Proprio a questo punto - stando al racconto dei testimoni - che uno dei ragazzini avrebbe provato a dissuadere il compagno dalle sue intenzioni, probabilmente nascondendogli la palla. In tutta risposta il giovanissimo, un bambino di appena 10 anni, gli avrebbe sferrato un fendente all'inguine
. Immediatamente tutti gli altri adolescenti si sono resi conto della gravità dell'accaduto, mentre il loro amico si rotolava in una pozza di sangue. Sul posto è arrivata in tutta fretta un'ambulanza del 118, che ha accompagnato il giovane all'ospedale di Boscotrecase.

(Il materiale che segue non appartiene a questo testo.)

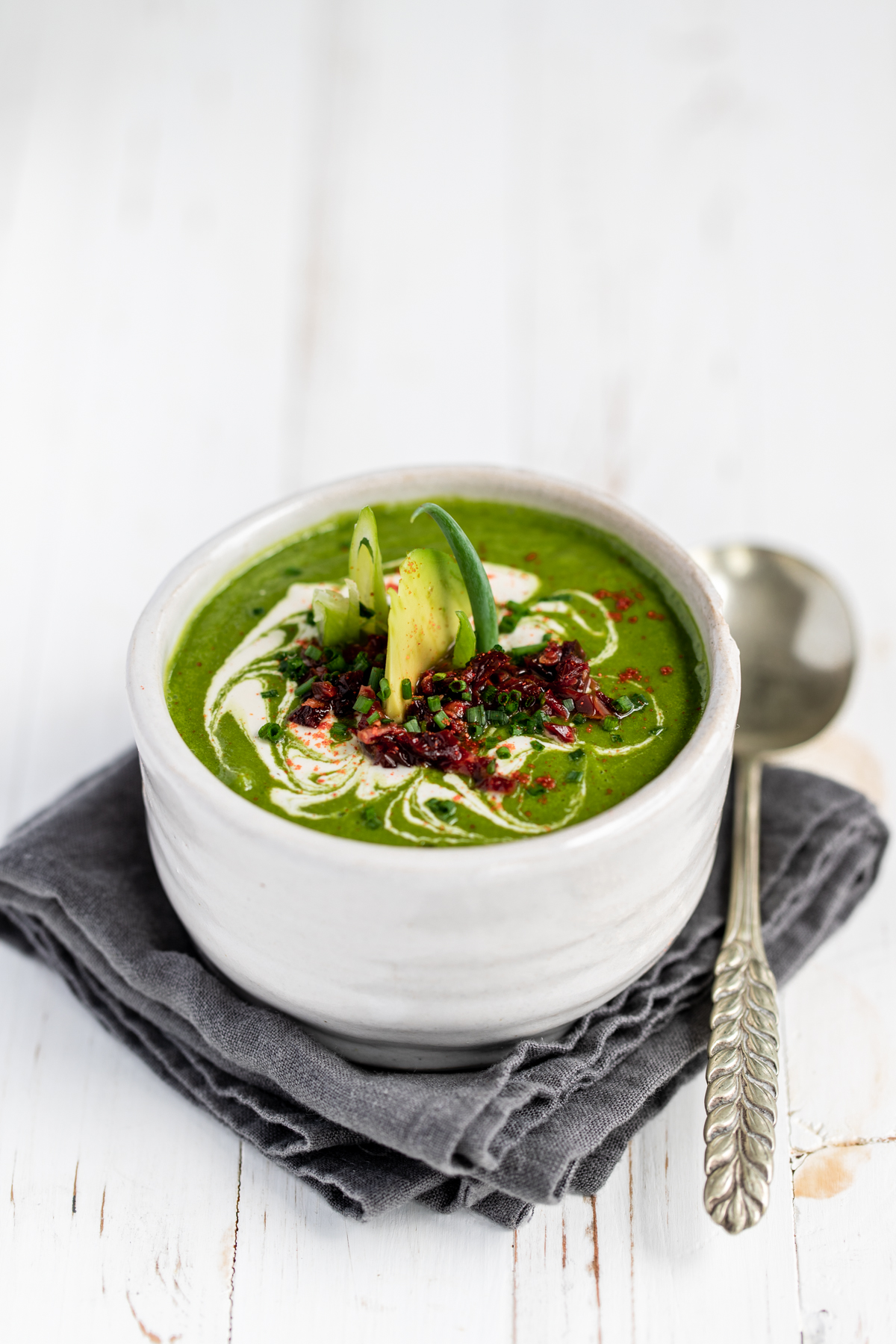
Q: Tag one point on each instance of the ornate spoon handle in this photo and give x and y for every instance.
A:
(742, 1070)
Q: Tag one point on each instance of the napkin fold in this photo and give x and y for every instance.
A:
(78, 889)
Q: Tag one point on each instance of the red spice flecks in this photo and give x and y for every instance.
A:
(546, 680)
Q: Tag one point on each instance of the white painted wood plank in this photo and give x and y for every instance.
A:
(406, 349)
(847, 1239)
(119, 1195)
(307, 1272)
(148, 299)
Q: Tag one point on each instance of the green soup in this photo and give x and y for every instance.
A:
(567, 581)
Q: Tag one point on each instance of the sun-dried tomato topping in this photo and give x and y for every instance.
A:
(554, 685)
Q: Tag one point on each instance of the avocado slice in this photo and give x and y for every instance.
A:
(423, 620)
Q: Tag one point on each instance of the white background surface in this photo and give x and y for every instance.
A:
(250, 248)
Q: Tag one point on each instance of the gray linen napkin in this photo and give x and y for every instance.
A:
(78, 889)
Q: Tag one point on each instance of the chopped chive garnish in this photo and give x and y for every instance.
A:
(442, 808)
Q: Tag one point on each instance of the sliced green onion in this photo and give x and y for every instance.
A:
(465, 641)
(442, 808)
(474, 579)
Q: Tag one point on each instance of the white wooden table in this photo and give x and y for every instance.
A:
(245, 248)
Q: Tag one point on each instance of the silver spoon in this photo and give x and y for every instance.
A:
(797, 653)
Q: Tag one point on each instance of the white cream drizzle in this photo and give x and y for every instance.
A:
(308, 769)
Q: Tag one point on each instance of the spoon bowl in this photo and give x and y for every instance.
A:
(795, 640)
(797, 653)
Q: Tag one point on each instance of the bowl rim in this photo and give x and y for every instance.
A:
(160, 742)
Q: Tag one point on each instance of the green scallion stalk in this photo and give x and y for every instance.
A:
(470, 566)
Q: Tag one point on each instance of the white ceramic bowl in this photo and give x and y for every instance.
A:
(429, 959)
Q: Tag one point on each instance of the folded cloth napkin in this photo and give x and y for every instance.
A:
(80, 890)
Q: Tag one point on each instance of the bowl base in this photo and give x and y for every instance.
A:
(413, 1058)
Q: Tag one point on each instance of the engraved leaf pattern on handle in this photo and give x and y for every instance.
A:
(742, 1088)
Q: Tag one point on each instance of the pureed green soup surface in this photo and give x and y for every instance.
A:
(567, 581)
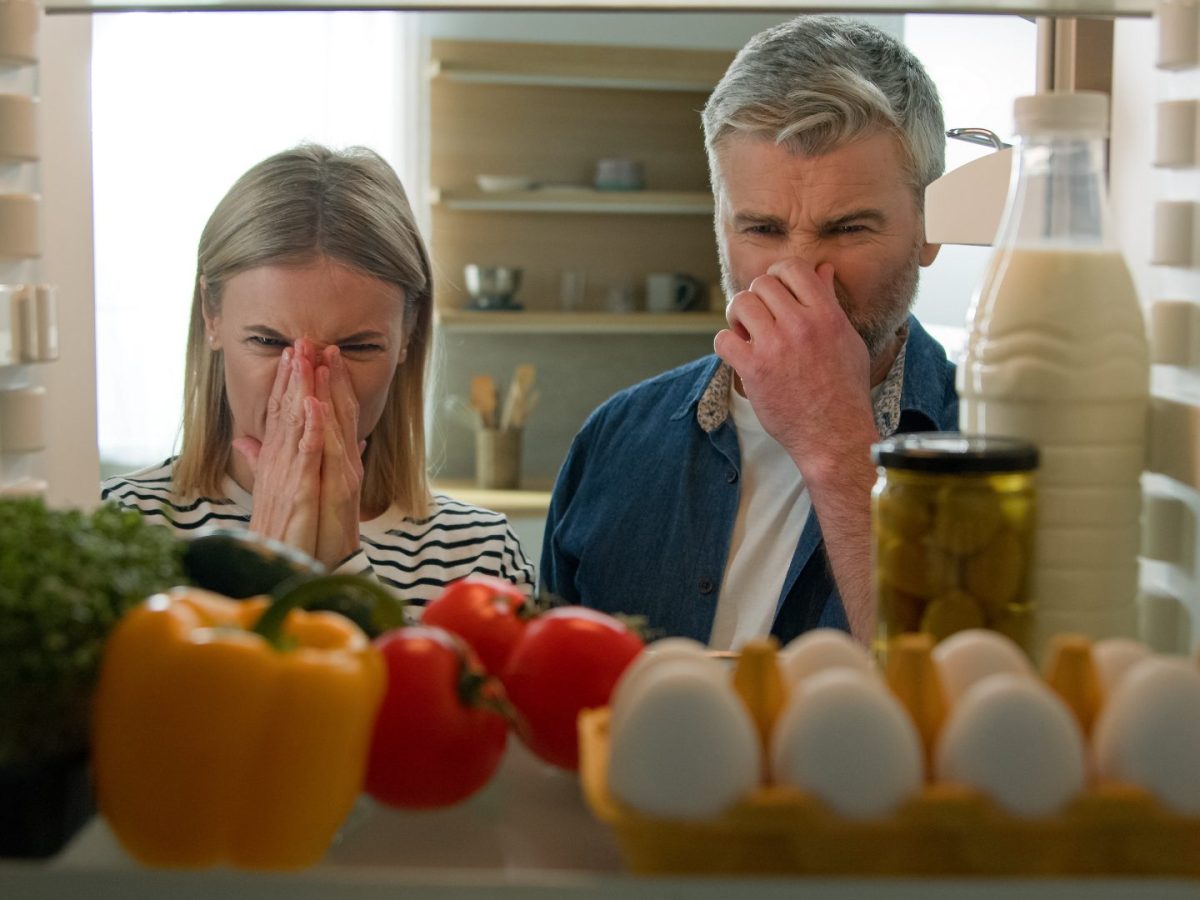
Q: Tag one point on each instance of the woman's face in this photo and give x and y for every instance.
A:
(268, 309)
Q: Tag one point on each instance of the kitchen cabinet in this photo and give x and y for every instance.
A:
(550, 113)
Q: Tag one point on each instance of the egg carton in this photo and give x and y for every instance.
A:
(945, 831)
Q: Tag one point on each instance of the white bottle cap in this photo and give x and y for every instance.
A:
(1062, 113)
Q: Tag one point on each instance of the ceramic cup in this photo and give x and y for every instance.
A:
(18, 127)
(19, 226)
(18, 31)
(671, 292)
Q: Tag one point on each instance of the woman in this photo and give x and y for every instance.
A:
(304, 393)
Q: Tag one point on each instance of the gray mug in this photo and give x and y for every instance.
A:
(672, 292)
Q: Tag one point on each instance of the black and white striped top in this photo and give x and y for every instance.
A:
(415, 556)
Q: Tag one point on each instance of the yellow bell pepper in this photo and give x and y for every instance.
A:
(213, 743)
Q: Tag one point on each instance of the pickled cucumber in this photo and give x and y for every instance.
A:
(995, 574)
(955, 611)
(965, 521)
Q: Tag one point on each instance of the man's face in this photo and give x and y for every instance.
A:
(852, 208)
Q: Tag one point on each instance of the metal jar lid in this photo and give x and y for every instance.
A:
(951, 453)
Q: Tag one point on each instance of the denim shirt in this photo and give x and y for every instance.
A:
(642, 513)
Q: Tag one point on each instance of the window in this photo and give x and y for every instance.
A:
(183, 103)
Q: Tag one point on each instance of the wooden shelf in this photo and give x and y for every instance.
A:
(580, 201)
(598, 81)
(569, 323)
(859, 7)
(529, 499)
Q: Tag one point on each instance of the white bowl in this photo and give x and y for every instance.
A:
(496, 184)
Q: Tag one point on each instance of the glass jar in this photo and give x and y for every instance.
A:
(952, 521)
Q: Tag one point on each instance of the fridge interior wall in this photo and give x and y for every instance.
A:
(63, 175)
(1168, 277)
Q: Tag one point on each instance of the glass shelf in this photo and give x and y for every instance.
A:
(595, 81)
(1021, 7)
(581, 199)
(568, 323)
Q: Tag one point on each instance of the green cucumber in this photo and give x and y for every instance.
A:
(241, 564)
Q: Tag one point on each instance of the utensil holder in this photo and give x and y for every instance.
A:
(498, 459)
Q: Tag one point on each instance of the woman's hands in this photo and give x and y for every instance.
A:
(309, 468)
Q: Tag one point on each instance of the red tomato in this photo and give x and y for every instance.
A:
(489, 613)
(436, 738)
(568, 660)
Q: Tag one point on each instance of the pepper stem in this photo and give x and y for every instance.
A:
(304, 591)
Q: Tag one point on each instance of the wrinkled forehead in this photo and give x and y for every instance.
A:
(813, 145)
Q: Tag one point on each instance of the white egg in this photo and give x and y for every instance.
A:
(655, 654)
(1114, 657)
(966, 657)
(685, 747)
(819, 649)
(1014, 739)
(847, 741)
(1149, 732)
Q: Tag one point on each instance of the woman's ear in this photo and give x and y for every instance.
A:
(210, 322)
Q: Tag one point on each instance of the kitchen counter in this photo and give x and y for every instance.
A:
(527, 834)
(531, 499)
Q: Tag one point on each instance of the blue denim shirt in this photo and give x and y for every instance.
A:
(642, 513)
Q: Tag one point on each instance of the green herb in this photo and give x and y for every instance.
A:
(66, 577)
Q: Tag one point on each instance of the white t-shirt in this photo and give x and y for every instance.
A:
(773, 505)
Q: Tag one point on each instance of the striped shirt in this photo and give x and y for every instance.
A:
(418, 557)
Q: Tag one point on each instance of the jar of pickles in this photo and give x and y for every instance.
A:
(952, 517)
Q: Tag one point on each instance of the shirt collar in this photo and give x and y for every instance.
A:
(713, 407)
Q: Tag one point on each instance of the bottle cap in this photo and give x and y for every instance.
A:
(1062, 113)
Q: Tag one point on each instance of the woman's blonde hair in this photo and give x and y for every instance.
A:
(288, 210)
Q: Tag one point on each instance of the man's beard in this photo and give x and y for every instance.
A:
(882, 318)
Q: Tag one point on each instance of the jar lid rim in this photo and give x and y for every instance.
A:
(955, 453)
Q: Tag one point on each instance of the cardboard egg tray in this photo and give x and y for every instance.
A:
(947, 829)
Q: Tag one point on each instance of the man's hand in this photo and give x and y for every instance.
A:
(807, 373)
(803, 366)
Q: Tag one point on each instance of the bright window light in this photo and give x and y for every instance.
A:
(183, 103)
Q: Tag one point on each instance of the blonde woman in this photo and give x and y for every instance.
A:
(304, 393)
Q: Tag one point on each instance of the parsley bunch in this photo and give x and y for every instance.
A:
(66, 577)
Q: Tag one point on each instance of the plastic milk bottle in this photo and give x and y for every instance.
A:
(1057, 354)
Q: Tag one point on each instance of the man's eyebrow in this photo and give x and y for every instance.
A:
(859, 215)
(749, 217)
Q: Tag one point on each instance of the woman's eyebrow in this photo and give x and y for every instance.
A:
(267, 331)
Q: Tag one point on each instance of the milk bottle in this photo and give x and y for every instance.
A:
(1057, 355)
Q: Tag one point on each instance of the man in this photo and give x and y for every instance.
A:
(731, 497)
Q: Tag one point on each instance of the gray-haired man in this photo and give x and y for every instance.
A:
(731, 497)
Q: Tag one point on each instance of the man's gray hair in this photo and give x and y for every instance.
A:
(817, 83)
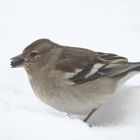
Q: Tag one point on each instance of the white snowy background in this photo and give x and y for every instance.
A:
(101, 25)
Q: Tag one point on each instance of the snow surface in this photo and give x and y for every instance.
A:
(109, 26)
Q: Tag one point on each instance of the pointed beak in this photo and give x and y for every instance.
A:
(17, 61)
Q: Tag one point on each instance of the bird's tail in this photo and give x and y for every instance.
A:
(135, 66)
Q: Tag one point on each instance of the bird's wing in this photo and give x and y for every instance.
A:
(84, 65)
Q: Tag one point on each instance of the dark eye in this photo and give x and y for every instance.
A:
(33, 54)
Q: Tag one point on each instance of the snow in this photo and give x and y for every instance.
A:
(109, 26)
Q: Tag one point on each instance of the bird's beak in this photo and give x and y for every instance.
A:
(17, 61)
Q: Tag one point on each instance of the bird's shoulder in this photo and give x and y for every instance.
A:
(86, 65)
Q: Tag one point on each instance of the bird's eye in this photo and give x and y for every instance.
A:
(33, 54)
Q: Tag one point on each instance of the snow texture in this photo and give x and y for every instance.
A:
(108, 26)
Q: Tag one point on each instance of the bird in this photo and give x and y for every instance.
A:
(72, 79)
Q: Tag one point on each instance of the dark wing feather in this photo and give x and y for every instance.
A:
(93, 65)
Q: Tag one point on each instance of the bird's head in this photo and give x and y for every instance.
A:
(34, 55)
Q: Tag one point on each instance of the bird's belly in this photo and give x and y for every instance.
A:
(74, 99)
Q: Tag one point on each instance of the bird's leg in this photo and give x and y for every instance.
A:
(89, 115)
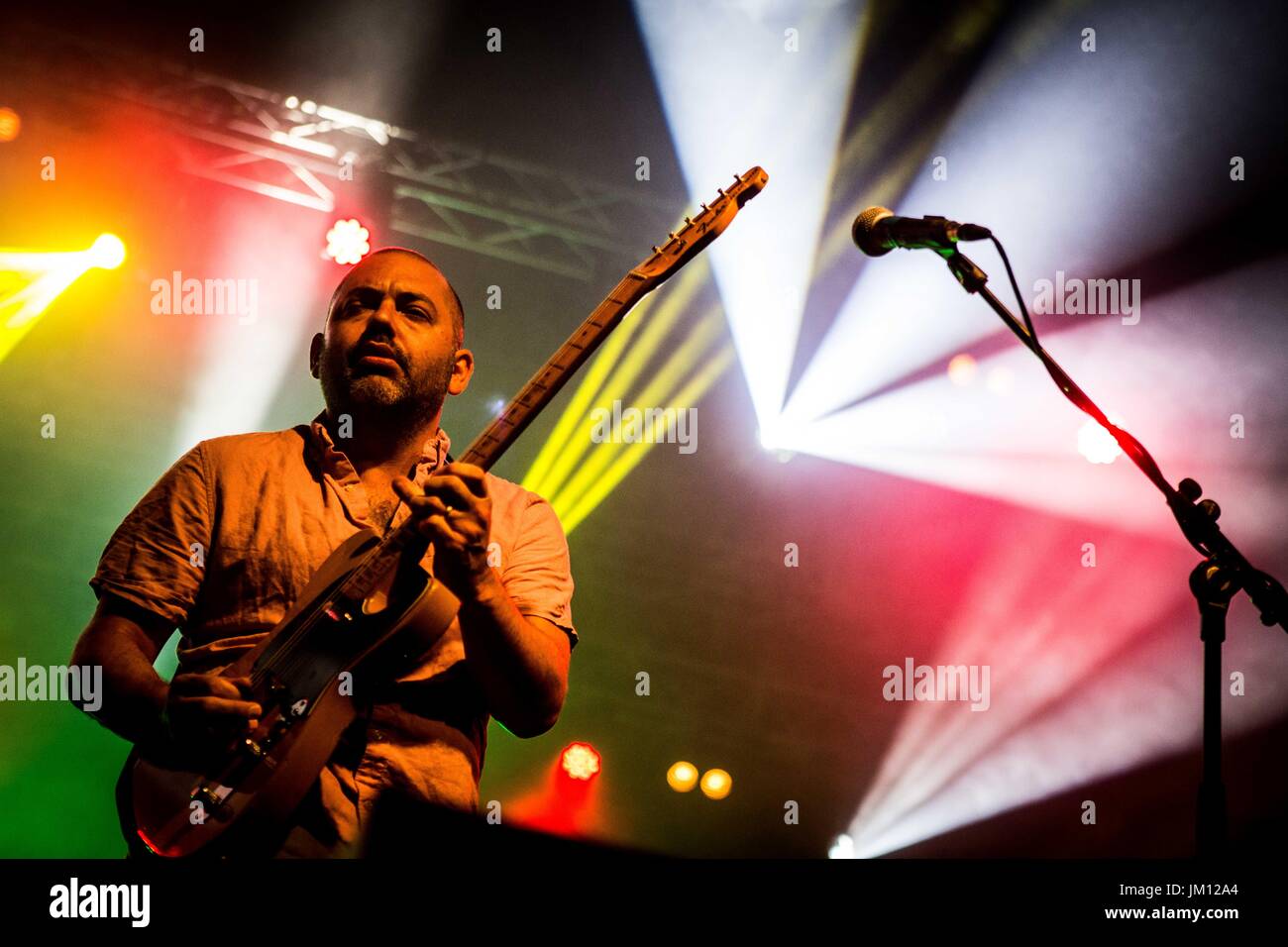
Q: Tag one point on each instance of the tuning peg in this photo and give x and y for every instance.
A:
(1189, 488)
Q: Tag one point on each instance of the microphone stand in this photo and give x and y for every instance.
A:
(1214, 582)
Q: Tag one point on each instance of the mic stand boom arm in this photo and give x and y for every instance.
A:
(1215, 579)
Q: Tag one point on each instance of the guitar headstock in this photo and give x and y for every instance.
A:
(700, 230)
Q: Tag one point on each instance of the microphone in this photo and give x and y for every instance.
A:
(877, 231)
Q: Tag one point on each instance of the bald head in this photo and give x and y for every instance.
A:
(416, 262)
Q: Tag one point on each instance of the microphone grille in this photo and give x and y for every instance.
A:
(863, 235)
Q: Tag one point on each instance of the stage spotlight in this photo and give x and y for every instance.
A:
(841, 848)
(716, 784)
(347, 241)
(581, 762)
(682, 776)
(9, 124)
(961, 368)
(107, 252)
(34, 279)
(763, 266)
(1098, 445)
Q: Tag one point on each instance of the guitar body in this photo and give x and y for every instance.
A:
(240, 800)
(372, 611)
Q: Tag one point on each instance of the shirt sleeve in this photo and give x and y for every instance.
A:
(156, 557)
(539, 575)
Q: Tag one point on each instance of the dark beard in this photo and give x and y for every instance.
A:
(398, 405)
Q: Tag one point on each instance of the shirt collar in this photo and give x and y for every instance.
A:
(433, 453)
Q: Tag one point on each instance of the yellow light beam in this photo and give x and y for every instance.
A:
(658, 390)
(634, 454)
(562, 453)
(54, 273)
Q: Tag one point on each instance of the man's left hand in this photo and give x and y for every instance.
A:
(455, 513)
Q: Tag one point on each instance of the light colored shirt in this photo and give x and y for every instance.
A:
(259, 513)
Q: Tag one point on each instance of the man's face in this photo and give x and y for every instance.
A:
(389, 343)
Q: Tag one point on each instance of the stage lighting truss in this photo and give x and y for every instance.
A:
(291, 149)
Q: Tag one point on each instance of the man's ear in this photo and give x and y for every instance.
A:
(463, 368)
(314, 355)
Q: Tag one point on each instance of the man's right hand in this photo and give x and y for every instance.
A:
(209, 710)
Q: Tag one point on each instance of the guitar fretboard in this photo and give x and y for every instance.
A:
(542, 386)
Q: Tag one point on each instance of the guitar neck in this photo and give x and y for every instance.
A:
(542, 386)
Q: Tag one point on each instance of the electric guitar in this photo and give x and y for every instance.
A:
(370, 608)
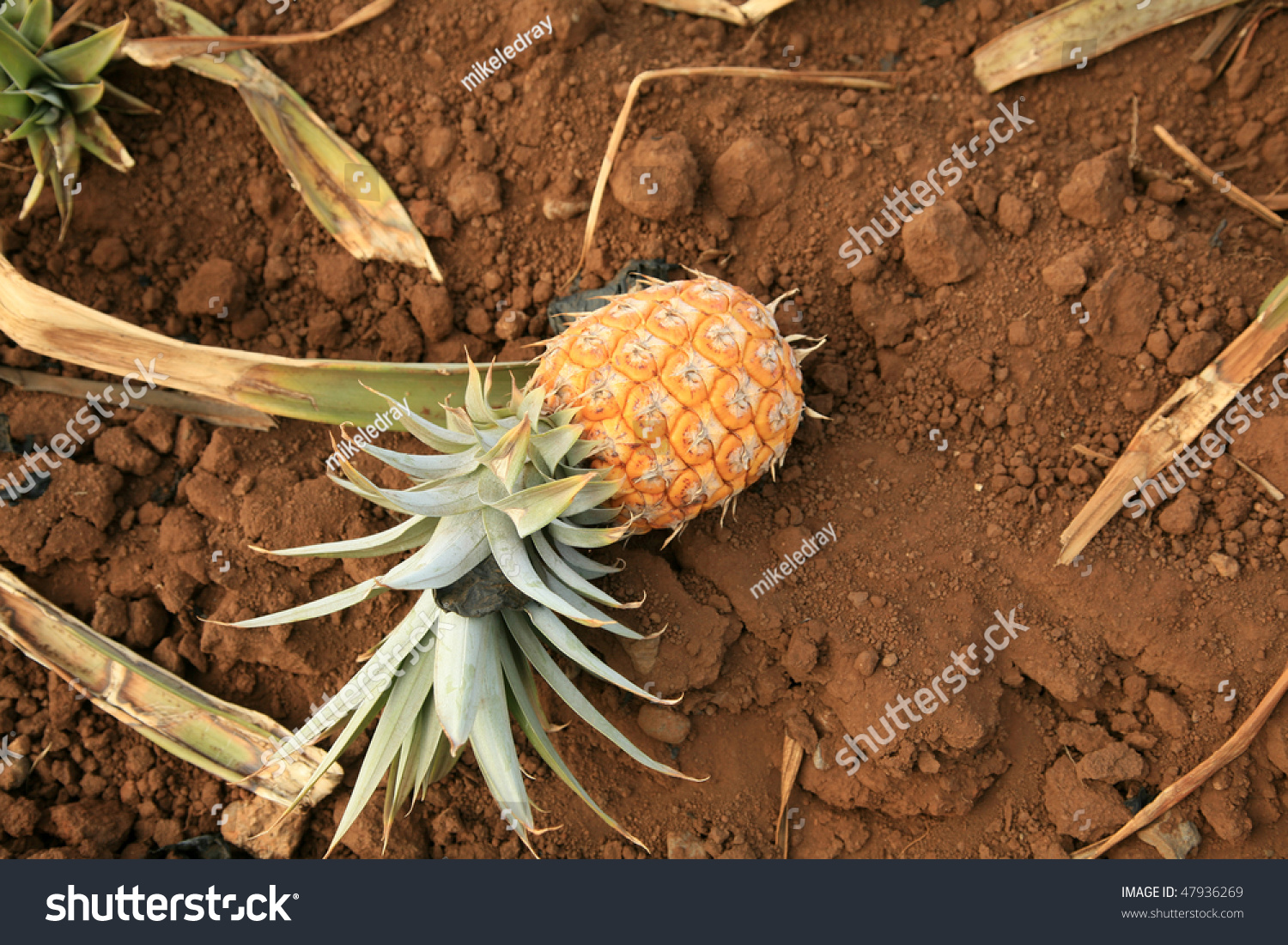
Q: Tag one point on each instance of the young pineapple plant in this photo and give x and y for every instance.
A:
(53, 98)
(666, 402)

Fortunatamente, come accertato dai sanitari, la ferita non si è rivelata particolarmente profonda, malgrado i dieci giorni di prognosi necessari al ragazzo per ristabilirsi. Ben più preoccupazione in città ha destato il gesto del protagonista, con le forze dell'ordine che - vista la tenera età del soggetto - non hanno potuto far altro che segnalare la vicenda al Tribunale dei Minori. Il fatto, avvenuto a pochi passi da palazzo Fienga, racconta ancora una volta delle condizioni di degrado con cui troppo spesso, ancora oggi, Torre Annunziata è costretta ad avere a che fare.